Charles (1907–1978) and Ray (1912–1988) Eames (pronounced /ˈiːmz/) were American designers, married in 1941, who worked and made major contributions in many fields of design including industrial design, furniture design, art, graphic design, film & architecture.

Charles Ormond Eames, Jr (June 17, 1907 – August 21, 1978) was born in 1907 in Saint Louis, Missouri. Charles was born the nephew of St. Louis architect William S. Eames. By the time he was 14 years old, while attending high school, Charles worked at the Laclede Steel Company as a part-time laborer, where he learned about engineering, drawing, and architecture (and also first entertained the idea of one day becoming an architect).

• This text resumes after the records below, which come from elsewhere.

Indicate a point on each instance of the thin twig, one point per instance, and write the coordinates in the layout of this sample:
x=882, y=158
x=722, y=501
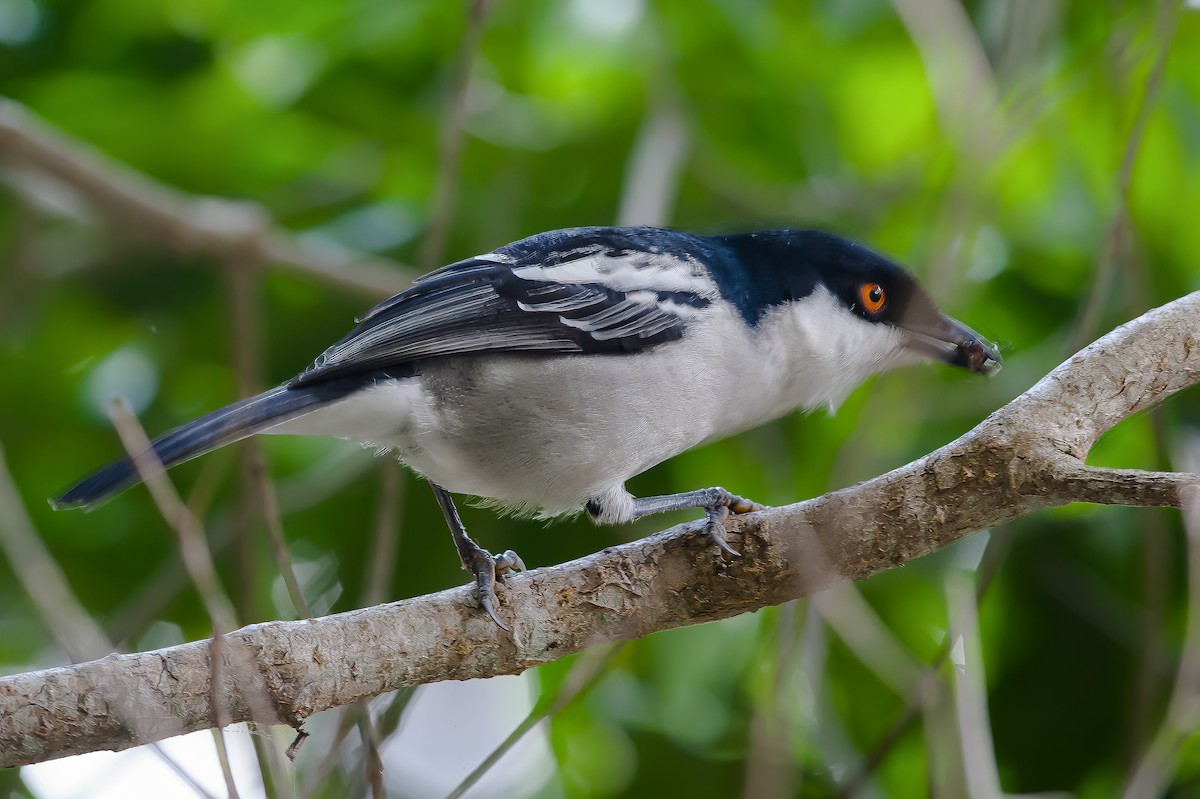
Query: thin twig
x=768, y=769
x=46, y=584
x=450, y=154
x=994, y=556
x=211, y=226
x=971, y=692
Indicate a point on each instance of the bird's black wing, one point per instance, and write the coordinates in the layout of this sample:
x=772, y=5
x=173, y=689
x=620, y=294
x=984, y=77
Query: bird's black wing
x=580, y=290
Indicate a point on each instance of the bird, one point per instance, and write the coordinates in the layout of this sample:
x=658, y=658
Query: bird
x=540, y=377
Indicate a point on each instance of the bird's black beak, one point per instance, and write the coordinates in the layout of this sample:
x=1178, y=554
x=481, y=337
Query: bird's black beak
x=952, y=342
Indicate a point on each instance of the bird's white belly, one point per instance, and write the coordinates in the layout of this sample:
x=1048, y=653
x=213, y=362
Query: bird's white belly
x=551, y=432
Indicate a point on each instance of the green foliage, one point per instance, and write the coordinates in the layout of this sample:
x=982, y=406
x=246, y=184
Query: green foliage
x=835, y=114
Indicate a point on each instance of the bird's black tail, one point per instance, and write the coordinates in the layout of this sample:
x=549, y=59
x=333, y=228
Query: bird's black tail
x=217, y=428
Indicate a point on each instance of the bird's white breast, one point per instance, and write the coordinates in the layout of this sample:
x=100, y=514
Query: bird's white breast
x=551, y=432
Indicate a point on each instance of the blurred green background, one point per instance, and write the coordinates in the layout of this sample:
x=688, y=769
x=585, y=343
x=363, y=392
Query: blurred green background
x=1018, y=155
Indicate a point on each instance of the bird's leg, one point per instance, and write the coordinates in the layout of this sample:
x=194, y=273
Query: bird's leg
x=475, y=558
x=717, y=503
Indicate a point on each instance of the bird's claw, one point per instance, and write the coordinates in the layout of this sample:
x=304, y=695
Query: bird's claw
x=725, y=504
x=487, y=568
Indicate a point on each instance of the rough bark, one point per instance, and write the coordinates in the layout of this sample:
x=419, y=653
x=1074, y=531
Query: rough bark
x=1026, y=456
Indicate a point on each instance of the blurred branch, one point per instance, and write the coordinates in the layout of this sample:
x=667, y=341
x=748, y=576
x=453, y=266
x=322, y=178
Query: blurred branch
x=222, y=228
x=1151, y=778
x=1027, y=456
x=1107, y=269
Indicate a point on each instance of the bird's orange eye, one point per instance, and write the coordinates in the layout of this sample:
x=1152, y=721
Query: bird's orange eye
x=873, y=296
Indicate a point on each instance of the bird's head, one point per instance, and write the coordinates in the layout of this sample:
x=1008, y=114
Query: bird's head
x=849, y=312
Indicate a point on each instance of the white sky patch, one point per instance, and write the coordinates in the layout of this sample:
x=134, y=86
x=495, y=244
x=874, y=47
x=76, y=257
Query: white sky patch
x=142, y=773
x=19, y=20
x=451, y=727
x=127, y=372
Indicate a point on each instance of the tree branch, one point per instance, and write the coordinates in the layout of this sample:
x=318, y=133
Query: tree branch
x=204, y=224
x=1026, y=456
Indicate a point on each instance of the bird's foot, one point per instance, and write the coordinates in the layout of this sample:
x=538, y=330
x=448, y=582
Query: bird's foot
x=719, y=509
x=487, y=568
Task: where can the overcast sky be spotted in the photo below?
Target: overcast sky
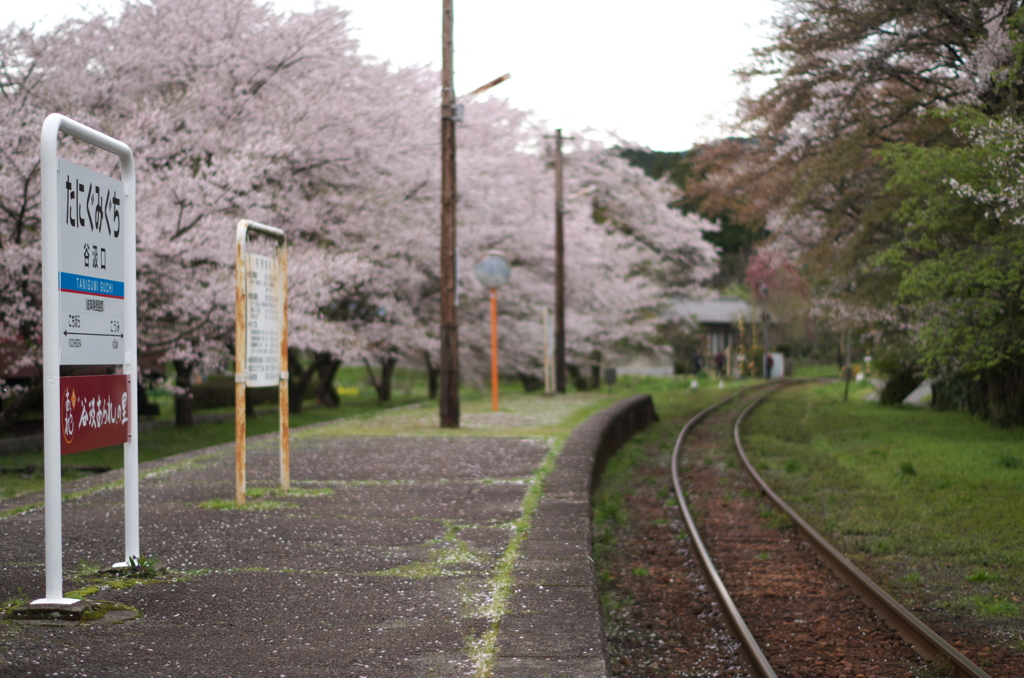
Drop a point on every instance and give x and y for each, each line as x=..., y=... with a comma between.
x=654, y=72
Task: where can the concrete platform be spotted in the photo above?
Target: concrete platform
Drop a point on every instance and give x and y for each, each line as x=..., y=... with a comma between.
x=392, y=556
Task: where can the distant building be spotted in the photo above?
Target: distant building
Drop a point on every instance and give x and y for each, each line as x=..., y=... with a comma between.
x=718, y=325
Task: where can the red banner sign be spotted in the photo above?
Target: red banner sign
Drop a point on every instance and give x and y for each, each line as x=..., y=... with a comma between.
x=94, y=412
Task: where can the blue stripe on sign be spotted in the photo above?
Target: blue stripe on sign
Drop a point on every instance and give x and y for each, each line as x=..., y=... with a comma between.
x=94, y=286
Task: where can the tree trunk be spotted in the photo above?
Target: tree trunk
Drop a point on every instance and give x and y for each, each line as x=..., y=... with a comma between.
x=182, y=401
x=383, y=386
x=298, y=380
x=530, y=382
x=432, y=374
x=327, y=367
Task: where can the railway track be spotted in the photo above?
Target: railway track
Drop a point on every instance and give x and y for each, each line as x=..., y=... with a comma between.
x=810, y=625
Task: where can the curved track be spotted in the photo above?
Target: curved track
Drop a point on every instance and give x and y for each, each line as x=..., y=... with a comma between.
x=914, y=632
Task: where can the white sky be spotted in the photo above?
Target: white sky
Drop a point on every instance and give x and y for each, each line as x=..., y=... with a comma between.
x=657, y=73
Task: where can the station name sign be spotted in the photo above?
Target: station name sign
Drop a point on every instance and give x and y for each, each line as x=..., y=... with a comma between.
x=92, y=273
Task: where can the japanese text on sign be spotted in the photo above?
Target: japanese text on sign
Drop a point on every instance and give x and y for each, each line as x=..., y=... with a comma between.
x=94, y=412
x=91, y=260
x=262, y=322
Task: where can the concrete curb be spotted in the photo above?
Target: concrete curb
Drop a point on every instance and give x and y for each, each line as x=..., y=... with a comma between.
x=554, y=625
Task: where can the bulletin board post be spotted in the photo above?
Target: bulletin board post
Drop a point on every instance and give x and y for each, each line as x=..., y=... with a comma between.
x=89, y=319
x=260, y=339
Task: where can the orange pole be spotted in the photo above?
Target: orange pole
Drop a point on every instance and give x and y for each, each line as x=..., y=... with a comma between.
x=494, y=349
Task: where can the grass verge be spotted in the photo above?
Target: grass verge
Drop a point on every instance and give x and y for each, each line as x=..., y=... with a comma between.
x=927, y=503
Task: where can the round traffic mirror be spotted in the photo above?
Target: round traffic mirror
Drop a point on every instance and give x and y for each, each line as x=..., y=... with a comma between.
x=493, y=269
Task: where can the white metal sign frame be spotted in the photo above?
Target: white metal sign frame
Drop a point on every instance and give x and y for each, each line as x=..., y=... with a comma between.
x=52, y=327
x=243, y=374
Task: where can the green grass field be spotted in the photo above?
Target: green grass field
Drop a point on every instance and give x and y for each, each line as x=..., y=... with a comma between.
x=930, y=504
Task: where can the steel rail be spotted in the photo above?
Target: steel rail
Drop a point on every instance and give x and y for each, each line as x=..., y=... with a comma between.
x=739, y=629
x=912, y=630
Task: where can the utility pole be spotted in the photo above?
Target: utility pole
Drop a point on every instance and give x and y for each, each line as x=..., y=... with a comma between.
x=450, y=323
x=559, y=269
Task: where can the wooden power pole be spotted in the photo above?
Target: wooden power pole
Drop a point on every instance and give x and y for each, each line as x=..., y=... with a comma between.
x=559, y=269
x=450, y=321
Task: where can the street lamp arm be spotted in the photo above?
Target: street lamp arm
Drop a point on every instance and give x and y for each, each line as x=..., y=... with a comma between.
x=480, y=90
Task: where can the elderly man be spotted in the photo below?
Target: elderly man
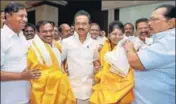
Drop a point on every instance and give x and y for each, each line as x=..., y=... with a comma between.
x=15, y=86
x=155, y=65
x=57, y=34
x=53, y=86
x=81, y=54
x=64, y=30
x=29, y=31
x=143, y=31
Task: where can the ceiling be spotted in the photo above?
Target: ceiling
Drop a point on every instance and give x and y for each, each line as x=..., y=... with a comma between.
x=123, y=3
x=29, y=4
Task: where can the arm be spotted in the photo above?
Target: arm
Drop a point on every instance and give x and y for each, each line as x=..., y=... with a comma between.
x=132, y=56
x=25, y=75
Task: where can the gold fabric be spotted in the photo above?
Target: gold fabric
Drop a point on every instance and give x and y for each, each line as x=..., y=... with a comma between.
x=111, y=88
x=53, y=86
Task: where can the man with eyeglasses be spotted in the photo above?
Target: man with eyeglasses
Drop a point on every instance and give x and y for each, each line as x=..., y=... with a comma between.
x=155, y=65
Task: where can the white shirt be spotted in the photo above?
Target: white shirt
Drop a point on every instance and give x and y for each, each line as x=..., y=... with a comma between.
x=156, y=83
x=80, y=57
x=13, y=59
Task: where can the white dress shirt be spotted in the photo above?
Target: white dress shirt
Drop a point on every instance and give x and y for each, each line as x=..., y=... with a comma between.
x=80, y=57
x=13, y=59
x=156, y=83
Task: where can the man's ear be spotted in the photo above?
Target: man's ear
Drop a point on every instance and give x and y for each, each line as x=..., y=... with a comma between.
x=172, y=23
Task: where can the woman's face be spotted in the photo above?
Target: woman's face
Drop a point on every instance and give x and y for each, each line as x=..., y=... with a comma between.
x=115, y=36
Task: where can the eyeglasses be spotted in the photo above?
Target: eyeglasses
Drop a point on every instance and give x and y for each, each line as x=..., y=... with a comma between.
x=153, y=19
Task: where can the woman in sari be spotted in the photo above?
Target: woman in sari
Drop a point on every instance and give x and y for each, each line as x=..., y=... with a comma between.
x=111, y=88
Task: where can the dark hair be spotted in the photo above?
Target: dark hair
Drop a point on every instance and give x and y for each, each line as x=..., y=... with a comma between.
x=171, y=10
x=13, y=7
x=129, y=24
x=82, y=12
x=41, y=23
x=140, y=20
x=95, y=24
x=52, y=22
x=2, y=10
x=115, y=25
x=30, y=25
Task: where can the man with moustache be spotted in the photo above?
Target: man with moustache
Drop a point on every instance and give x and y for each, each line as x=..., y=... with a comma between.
x=81, y=54
x=129, y=29
x=143, y=31
x=15, y=76
x=64, y=30
x=2, y=18
x=29, y=31
x=57, y=34
x=45, y=54
x=155, y=65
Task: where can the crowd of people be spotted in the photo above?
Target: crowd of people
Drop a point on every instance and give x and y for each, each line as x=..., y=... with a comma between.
x=68, y=64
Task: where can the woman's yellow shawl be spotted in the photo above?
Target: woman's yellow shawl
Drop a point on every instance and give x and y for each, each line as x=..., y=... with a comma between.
x=53, y=86
x=111, y=88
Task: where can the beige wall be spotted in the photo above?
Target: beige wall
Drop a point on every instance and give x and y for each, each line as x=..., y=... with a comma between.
x=4, y=3
x=46, y=12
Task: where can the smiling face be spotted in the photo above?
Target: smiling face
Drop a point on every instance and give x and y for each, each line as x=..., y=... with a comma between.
x=158, y=22
x=115, y=36
x=94, y=31
x=46, y=33
x=17, y=20
x=82, y=25
x=143, y=30
x=129, y=30
x=29, y=32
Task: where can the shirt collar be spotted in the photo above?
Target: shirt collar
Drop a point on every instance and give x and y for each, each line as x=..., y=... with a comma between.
x=163, y=34
x=11, y=33
x=77, y=36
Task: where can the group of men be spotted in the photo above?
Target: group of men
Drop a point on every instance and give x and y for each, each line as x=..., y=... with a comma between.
x=34, y=71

Charles briefly studied architecture at Washington University in St. Louis on an architectural scholarship. In 1930, Charles began his own architectural practice in St. Louis with partner Charles Gray. They were later joined by a third partner, Walter Pauley. Charles Eames was greatly influenced by the Finnish architect Eliel Saarinen (whose son Eero, also an architect, would become a partner and friend)

In 1941, Charles married his Cranbrook colleague Ray Kaiser. They then moved to Los Angeles, California, where they would work and live for the rest of their lives. In the late 1940s, as part of the Arts & Architecture magazine's "Case Study" program, Ray and Charles designed and built the groundbreaking Eames House, Case Study House #8, as their home. Located upon a cliff overlooking the Pacific Ocean, and hand-constructed within a matter of days entirely of pre-fabricated steel parts intended for industrial construction, it remains a milestone of modern architecture.

In 1970–71, Charles Eames gave the Charles Eliot Norton Lectures at Harvard University. At the lectures, the Eames viewpoint and philosophy are related through Charles' own telling of what he called the banana leaf parable, a banana leaf being the most basic dish off which to eat in southern India. He related the progression of design and its process where the banana leaf is transformed into something fantastically ornate. He explains the next step and ties it to the design process by finishing the parable with:
"But you can go beyond that and the guys that have not only means, but a certain amount of knowledge and understanding, go the next step and they eat off of a banana leaf. And I think that in these times when we fall back and regroup, that somehow or other, the banana leaf parable sort of got to get working there, because I'm not prepared to say that the banana leaf that one eats off of is the same as the other eats off of, but it's that process that has happened within the man that changes the banana leaf. And as we attack these problems—and I hope and I expect that the total amount of energy used in this world is going to go from high to medium to a little bit lower—the banana leaf idea might have a great part in it."